Nilai-nilai kemandirian dalam si anak akan memunculkan aneka ragam kreativitas. Sudah sepantasnya pendidikan hari ini mampu mengelaborasi dan memfasilitasi bakat serta minat peserta didik. Tantangan zaman sekarang ini memaksa peserta didik untuk mendalami keterampilan khusus sebagai sebuah bekal hidup di alam modern saat ini. Peran sekolah tentu sangat berpengaruh dalam hal ini. Sekolah harus mengupayakan dan memfasilitasi agar Keterampilan itu dapat dimiliki peserta didik, sehingga peserta didik tersebut mampu bertahan dan tidak tergantikan oleh robot dalam pekerjaanya. Keterampilan itu sering dikenal dengan 4C, yakni, Critical Thingking, Collaboration, Communication, dan Creativity.
1.Critical Thinking
Berpikir kritis adalah berpikir mandiri tanpa adanya intervensi apapun. Berpikir kritis disini perlu dimiliki oleh peserta didik kita, karena mereka akan menghadapi berbagai permasalahan rumit, yang memerlukan pemahaman interkoneksi dalam informasi sebagai jalan penyelesaiannya. Mereka harus bisa memilah kebenaran dan kamuflase, membedakan fakta dengan opini, dan lain sebagainya. Beberapa hal perlu menjadi bahan evaluasi serius terkait cara guru dalam melaksanakan pengajaran. Menumbuhkan keterampilan berpikir kritis ini sering kali kurang terpriorotaskan bahkan pengajaran yang dilakukan malah menjadi dekontruksi. Ketika anak bertanya dianggap bodoh dan ketika anak menyanggah guru dianggap tidak sopan, maka hal itu akan mematikan daya kritis siswa. Peran guru harus bisa menyeting lingkungan agar dapat mendukung pada kemajuan belajar anak.
2.Collaboration
Berkolaborasi adalah sebuah bentuk tanggungjawab kolektif. Di zaman ini kolaborasi sangat dibutuhkan sebagai salah satu kecakapan abad 21. Setiap peserta didik yang terlahir dengan bakat dan minat yang berbeda-beda dituntut mampu bersinergi dengan pihak lain yang memiliki bakat yang beranekaragam. Mereka harus saling beradaptasi dalam peran dan tanggungjawabnya sehingga nantinya akan saling mengisi dan menyelesaikan tugas bersama.
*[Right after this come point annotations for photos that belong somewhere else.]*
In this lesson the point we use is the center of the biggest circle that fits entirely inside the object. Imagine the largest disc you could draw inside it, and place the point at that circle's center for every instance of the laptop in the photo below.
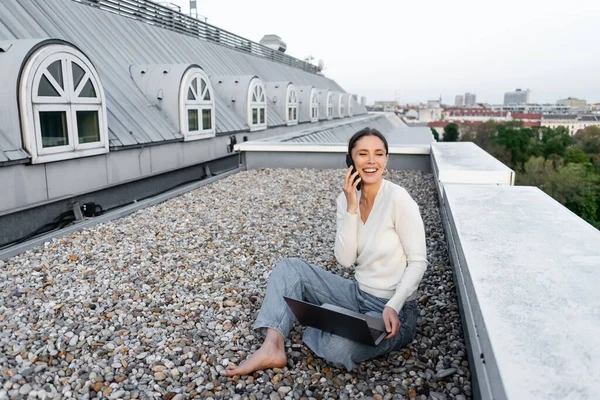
(339, 321)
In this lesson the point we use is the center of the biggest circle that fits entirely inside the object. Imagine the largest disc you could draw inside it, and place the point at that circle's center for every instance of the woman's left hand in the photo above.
(391, 321)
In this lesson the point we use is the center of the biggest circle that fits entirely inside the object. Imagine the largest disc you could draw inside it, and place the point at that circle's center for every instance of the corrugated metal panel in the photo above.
(113, 43)
(342, 133)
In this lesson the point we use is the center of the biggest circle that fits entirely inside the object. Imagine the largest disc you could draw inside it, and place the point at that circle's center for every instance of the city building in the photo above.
(568, 121)
(474, 114)
(470, 99)
(385, 105)
(572, 103)
(517, 97)
(97, 106)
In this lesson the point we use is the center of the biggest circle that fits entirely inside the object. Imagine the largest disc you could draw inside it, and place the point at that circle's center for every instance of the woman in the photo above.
(380, 229)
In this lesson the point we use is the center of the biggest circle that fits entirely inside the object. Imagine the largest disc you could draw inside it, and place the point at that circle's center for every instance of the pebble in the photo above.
(162, 300)
(446, 372)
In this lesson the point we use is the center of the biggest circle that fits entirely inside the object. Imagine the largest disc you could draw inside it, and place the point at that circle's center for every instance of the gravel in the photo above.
(156, 304)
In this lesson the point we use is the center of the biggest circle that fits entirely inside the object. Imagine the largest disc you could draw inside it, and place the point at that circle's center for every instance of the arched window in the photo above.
(350, 100)
(257, 105)
(329, 105)
(292, 105)
(197, 107)
(63, 110)
(314, 106)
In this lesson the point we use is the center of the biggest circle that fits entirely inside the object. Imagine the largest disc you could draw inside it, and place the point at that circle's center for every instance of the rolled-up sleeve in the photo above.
(346, 241)
(410, 229)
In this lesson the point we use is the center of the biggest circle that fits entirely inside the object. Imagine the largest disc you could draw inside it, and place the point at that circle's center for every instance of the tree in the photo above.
(484, 133)
(451, 132)
(577, 188)
(517, 141)
(576, 155)
(588, 140)
(556, 141)
(467, 134)
(537, 171)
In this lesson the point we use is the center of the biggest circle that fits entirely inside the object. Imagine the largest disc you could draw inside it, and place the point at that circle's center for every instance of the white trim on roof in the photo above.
(314, 105)
(196, 106)
(60, 95)
(291, 105)
(257, 105)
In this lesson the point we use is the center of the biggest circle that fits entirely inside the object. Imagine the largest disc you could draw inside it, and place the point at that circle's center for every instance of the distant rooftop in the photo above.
(164, 17)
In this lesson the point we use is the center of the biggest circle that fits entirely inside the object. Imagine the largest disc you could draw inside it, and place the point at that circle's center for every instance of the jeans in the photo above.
(297, 279)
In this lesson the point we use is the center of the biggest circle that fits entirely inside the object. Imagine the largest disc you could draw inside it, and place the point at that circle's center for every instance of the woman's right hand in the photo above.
(350, 191)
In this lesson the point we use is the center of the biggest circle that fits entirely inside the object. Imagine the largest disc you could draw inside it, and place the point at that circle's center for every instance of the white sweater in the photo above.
(389, 250)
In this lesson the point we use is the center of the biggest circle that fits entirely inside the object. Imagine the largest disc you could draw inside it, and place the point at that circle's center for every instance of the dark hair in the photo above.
(366, 132)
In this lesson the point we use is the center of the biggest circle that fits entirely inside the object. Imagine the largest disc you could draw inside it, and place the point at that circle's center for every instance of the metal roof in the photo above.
(113, 43)
(395, 135)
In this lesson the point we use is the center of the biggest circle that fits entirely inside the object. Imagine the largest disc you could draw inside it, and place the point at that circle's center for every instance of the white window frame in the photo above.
(291, 102)
(198, 104)
(349, 105)
(330, 105)
(314, 105)
(31, 104)
(257, 85)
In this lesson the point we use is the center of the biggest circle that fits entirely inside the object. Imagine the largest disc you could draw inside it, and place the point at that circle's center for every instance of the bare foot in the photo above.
(270, 355)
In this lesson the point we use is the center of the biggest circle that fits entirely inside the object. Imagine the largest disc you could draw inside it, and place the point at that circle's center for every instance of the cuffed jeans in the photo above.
(295, 278)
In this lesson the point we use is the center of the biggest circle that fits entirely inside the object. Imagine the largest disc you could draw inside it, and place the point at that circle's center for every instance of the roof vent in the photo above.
(273, 42)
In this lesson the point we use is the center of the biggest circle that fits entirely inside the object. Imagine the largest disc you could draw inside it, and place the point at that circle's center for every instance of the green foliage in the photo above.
(537, 171)
(565, 167)
(588, 140)
(577, 187)
(577, 156)
(451, 133)
(484, 133)
(518, 141)
(556, 141)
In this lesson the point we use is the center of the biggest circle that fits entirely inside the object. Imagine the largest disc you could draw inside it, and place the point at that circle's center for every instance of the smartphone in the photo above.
(351, 164)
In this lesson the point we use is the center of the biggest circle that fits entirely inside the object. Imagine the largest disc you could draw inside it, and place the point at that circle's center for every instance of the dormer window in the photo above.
(257, 106)
(350, 100)
(314, 106)
(197, 117)
(291, 105)
(62, 103)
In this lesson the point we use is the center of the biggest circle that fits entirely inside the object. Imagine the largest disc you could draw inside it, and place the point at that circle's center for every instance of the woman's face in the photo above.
(370, 159)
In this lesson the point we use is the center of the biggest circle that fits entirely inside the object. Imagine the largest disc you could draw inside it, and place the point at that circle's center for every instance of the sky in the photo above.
(416, 51)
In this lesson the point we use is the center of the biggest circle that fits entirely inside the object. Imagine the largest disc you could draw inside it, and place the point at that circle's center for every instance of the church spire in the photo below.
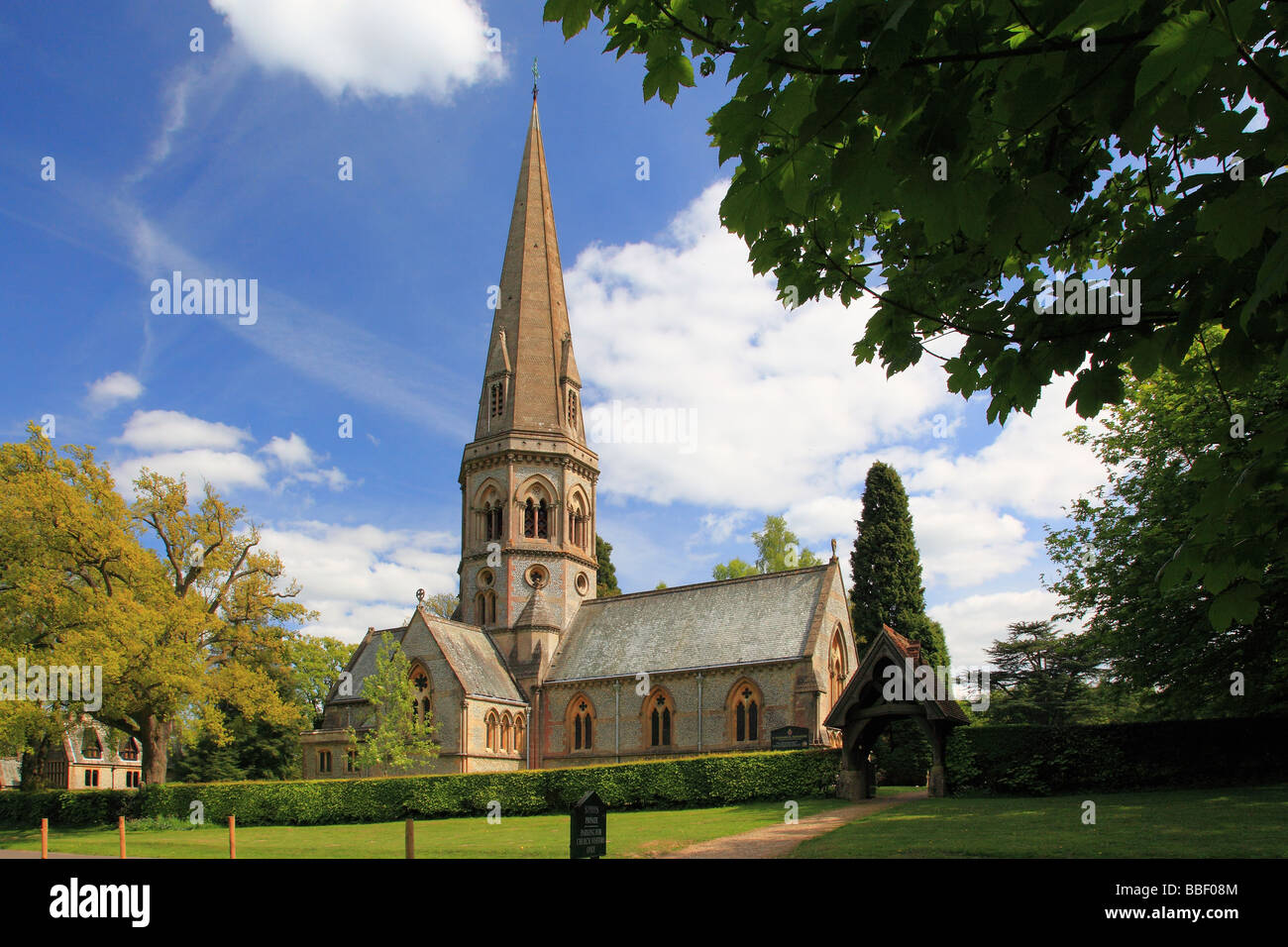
(531, 381)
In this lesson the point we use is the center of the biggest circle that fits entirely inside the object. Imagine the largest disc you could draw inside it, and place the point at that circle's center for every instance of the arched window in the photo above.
(657, 718)
(484, 607)
(578, 522)
(581, 723)
(488, 512)
(746, 707)
(836, 669)
(536, 514)
(493, 731)
(421, 692)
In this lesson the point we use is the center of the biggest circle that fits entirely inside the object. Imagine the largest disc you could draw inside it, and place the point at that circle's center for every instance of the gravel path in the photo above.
(776, 841)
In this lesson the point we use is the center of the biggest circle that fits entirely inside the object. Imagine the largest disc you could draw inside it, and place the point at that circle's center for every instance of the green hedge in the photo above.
(1043, 761)
(691, 783)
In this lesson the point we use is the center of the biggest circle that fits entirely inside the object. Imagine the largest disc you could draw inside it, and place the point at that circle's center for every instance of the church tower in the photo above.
(528, 476)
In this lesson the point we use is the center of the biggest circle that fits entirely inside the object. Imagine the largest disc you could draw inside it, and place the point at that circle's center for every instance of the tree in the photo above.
(734, 569)
(1041, 677)
(887, 569)
(778, 549)
(394, 737)
(261, 750)
(188, 631)
(1166, 455)
(967, 153)
(317, 663)
(605, 582)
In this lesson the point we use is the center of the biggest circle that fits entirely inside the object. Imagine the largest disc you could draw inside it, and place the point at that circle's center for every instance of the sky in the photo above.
(128, 154)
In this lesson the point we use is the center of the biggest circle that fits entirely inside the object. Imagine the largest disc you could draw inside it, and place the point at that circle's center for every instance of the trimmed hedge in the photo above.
(695, 781)
(1043, 761)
Satu hal yang sangat disayangkan dalam penerapan di dalam kelas, Alih-alih berkolaborasi, yang terjadi di dalam kelas adalah berkompetisi. Ini secara tidak sadar terjadi melalui mekanisme perankingan dalam raport. Sistem perankingan itu gagal dalam menjadi alat evaluasi dan motivasi diri karena yang terjadi adalah hasrat saling bersaing dan membuktikan siapa yang lebih unggul. Hal itu akan semakin mendikotomi anak pintar dan anak bodoh. Anak yang masuk 10 besar akan menganggap diri mereka istimewa dan diluar itu akan menganggap diri mereka bodoh. Guru harus merubah mindset anak seperti itu.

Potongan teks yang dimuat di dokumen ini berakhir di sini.